Pour d’aucuns, le flou a été délibérément entretenu tellement le patrimoine de la SCT aiguise des appétits. Une preuve : le 15 Janvier 1996 déjà, le ministre de l’Economie et des Finances demande au directeur général de la SCT « de prendre toutes les dispositions légales existantes pour la préservation du patrimoine de la SCT ». Dans sa correspondance, Justin Ndioro dénonce « la signature illégale d’un contrat de location gerance entre la SCT représentée par son Pca (Philémon Adjibolo) et la Sabat SA (cette société a comme promoteurs, entre autres, l’ancien ministre Hubert Nkoulou) en date du 20 Décembre 1995 ».

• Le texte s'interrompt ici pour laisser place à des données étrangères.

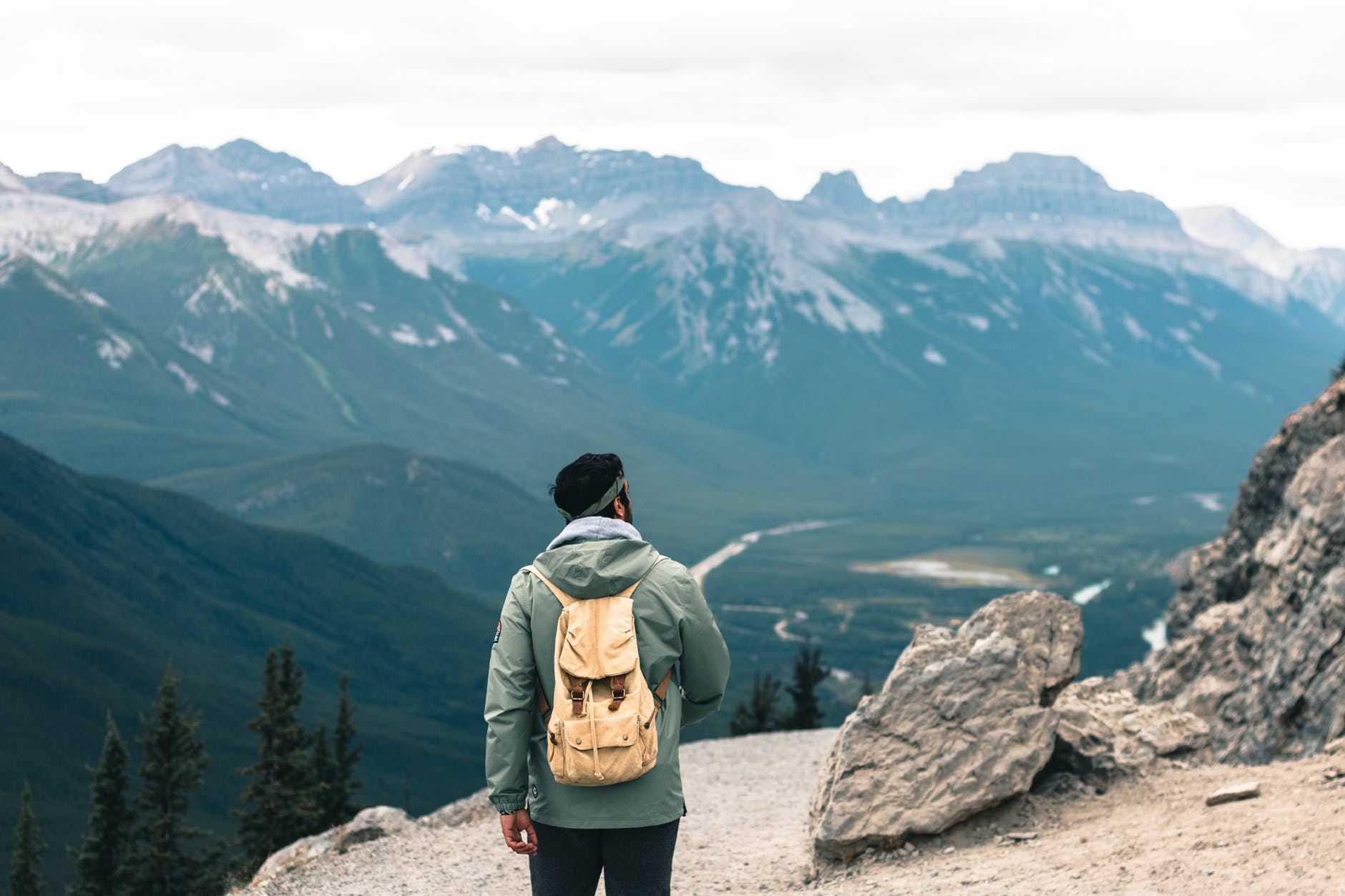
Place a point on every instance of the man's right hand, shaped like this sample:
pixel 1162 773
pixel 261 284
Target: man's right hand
pixel 514 827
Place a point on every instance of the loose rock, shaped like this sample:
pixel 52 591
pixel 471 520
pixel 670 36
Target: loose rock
pixel 964 723
pixel 1255 629
pixel 1233 793
pixel 1105 729
pixel 371 824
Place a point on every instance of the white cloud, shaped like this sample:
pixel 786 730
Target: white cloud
pixel 1198 102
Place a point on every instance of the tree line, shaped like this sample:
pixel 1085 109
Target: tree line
pixel 760 711
pixel 302 783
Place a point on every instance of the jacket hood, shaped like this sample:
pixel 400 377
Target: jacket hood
pixel 596 568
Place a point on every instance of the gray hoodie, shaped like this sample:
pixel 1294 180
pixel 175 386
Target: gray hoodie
pixel 597 557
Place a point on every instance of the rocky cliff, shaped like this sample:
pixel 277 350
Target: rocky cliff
pixel 1255 633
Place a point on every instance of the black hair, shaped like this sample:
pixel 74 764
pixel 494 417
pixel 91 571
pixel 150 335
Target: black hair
pixel 584 481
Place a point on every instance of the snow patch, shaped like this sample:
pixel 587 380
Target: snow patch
pixel 189 383
pixel 114 350
pixel 201 348
pixel 406 335
pixel 1205 361
pixel 513 215
pixel 1087 594
pixel 1208 501
pixel 1155 634
pixel 1134 328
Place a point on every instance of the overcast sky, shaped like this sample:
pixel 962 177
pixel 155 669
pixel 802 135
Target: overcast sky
pixel 1223 102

Officiellement, la société est morte faute d’argent pour soutenir ses campagnes agricoles. La saison 1993-1994 marque donc sa cessation d’activités. Mais un haut cadre de l’ex-SCT subodore un complot. Il indique qu’avant que la société ne mette la clé sous la porte, l’équipe managériale de l’époque travaillait déjà en intelligence avec un certain Meerafeld Söhne, acheteur de tabac de la SCT,pour la création d’une autre société dénommée Setac, ayant vocation à faire concurrence à la SCT.